22 Ocak 2009 Perşembe

HKPCG – 24 TİYATRO (MASKELİLER)

Yeni yılın ilk gezisinde tiyatroya gittik. Önceki tiyatro bileti alma girişimleri kolay olmamıştı. Bu oyuna bilet almam şu şekilde oldu: 11 Ocak 2009 Pazar gününden 5 gün önce öylesine şansımı denemek amacıyla Kadıköy Haldun Taner Sahnesi gişesine gittim. Maskeliler oyunu için sürpriz bir şekilde önlerden yan yana 8 kişilik yer olduğu görünce hemen biletleri aldım. HKPCG katılımcılarına ertesi gün duyurumu yaptım. Biraz sayı sınırlı oldu ama önceki deyimlerimden zaten aldığım biletlere kolayca talipli çıkmıyordu. Ben, Volkan, Nesrin, Yeşim, Mustafa, Aysel Abla, Bülent Abi ve bir gün önceden gelemeyeceğini bildiren arkadaşımızın yerine de Ezgisu geldi ve oyunu birlikte izledik.


Volkan’la 4-5 yıl önce Üsküdar’da çalışırken bazen iş çıkışları, Üsküdar Müsahipzade Celal Sahnesi’ne önceden bilet almadan, oyun başlamadan 20 dakika kadar önce gider, protokole ayrılmış en ön sıralarda yer varsa, bilet alır ve son beş dakikada oyuna girerdik. Bu Volkan’ın taktiğiydi. En ön sıradan oyun seyretmek de keyifliydi. Doğancılar Parkı’nın tam karşısında yer alan bu sahne uzun bir süre tadilattaydı. Tadilat sonrası ilk kez gidiyorduk. Tavan yükselmiş, koltuklar yenilenmiş, yeni bir tiyatro salonu olmuştu olmasına ama ne hikmetse eski kafalı ticari sinema işletmecileri gibi biraz daha fazla seyirci alsın diye koltukların arasındaki mesafeyi gene çok dar tutmuşlardı. Siz tam koltuğunuza yerleşmişken, yanınızdaki koltuğa oturmak isteyen başka bir izleyiciye yer vermeniz için ya bedeninizi dikleştirip dizlerinize garip şekiller vermeniz ya da ayağa kalkıp geriye koltuğa yaslanarak geçişi kolaylaştırmanız gerekiyor. Yenilenmiş bir tiyatro salonunda bile bunları yaşadığınız için gene hayret ediyor ve 1 saniye içinde de bunlar ülkemizde olağan şeyler kabul edildiğinden hayret ettiğinize hayret ediyorsunuz.


Oyunun adı Maskelier, yazan Ilan Hatsor, Türkçeye çeviren Nebil Tarhan, yöneten Taner Barlas. Hikaye Filistin’de geçiyor. Maskeliler Ortadoğu’da veya halkları birbirine kırdıran, kardeşi kardeşe düşman eden her coğrafya için geçerli olabilecek iç burkucu bir konuya sahip. Filistinli üç kardeşin hesaplaşmasını canlandıran oyuncular Sedar Orçin, Levent Üzümcü ve Mehmet Gürhan başarılı bir oyunculuk sergiliyorlar. Kendinizi oyuna kaptırmışken, oyunun çabuk bitmesi biraz şaşırtıcı. Ama belki sürenin çok uzun olmaması da iyidir.

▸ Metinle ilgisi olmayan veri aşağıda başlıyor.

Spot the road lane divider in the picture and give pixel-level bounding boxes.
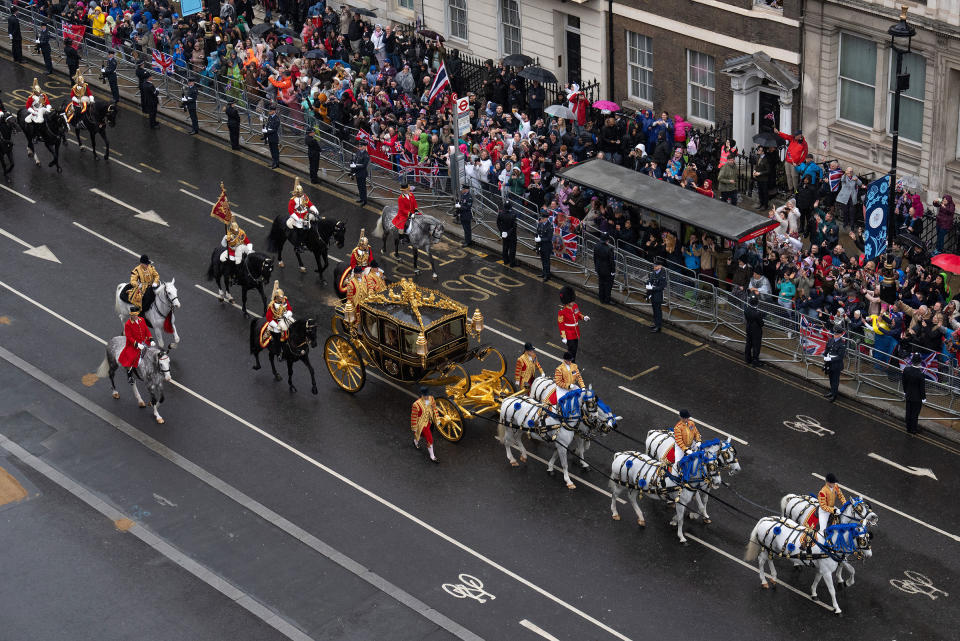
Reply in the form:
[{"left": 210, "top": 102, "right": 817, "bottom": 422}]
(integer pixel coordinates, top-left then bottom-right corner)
[
  {"left": 0, "top": 281, "right": 632, "bottom": 641},
  {"left": 90, "top": 187, "right": 170, "bottom": 227},
  {"left": 810, "top": 472, "right": 960, "bottom": 543},
  {"left": 180, "top": 189, "right": 263, "bottom": 227}
]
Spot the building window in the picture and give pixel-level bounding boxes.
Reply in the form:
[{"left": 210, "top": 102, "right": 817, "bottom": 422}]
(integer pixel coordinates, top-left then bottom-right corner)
[
  {"left": 500, "top": 0, "right": 521, "bottom": 56},
  {"left": 448, "top": 0, "right": 467, "bottom": 40},
  {"left": 887, "top": 50, "right": 927, "bottom": 143},
  {"left": 839, "top": 33, "right": 877, "bottom": 127},
  {"left": 627, "top": 31, "right": 653, "bottom": 103},
  {"left": 687, "top": 49, "right": 717, "bottom": 122}
]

Oyun çıkışı bir pastaneye oturup çay, pasta eşliğinde sohbet ederek biraz özlem giderdik. Bir daha ne zaman tiyatroya gideriz bilemiyorum. Ama Burak'ın Kartepe önerisi için anket açtım, gelen yanıtlar doğrultusunda bir şeyler organize edeceğim veya etmeyeceğim.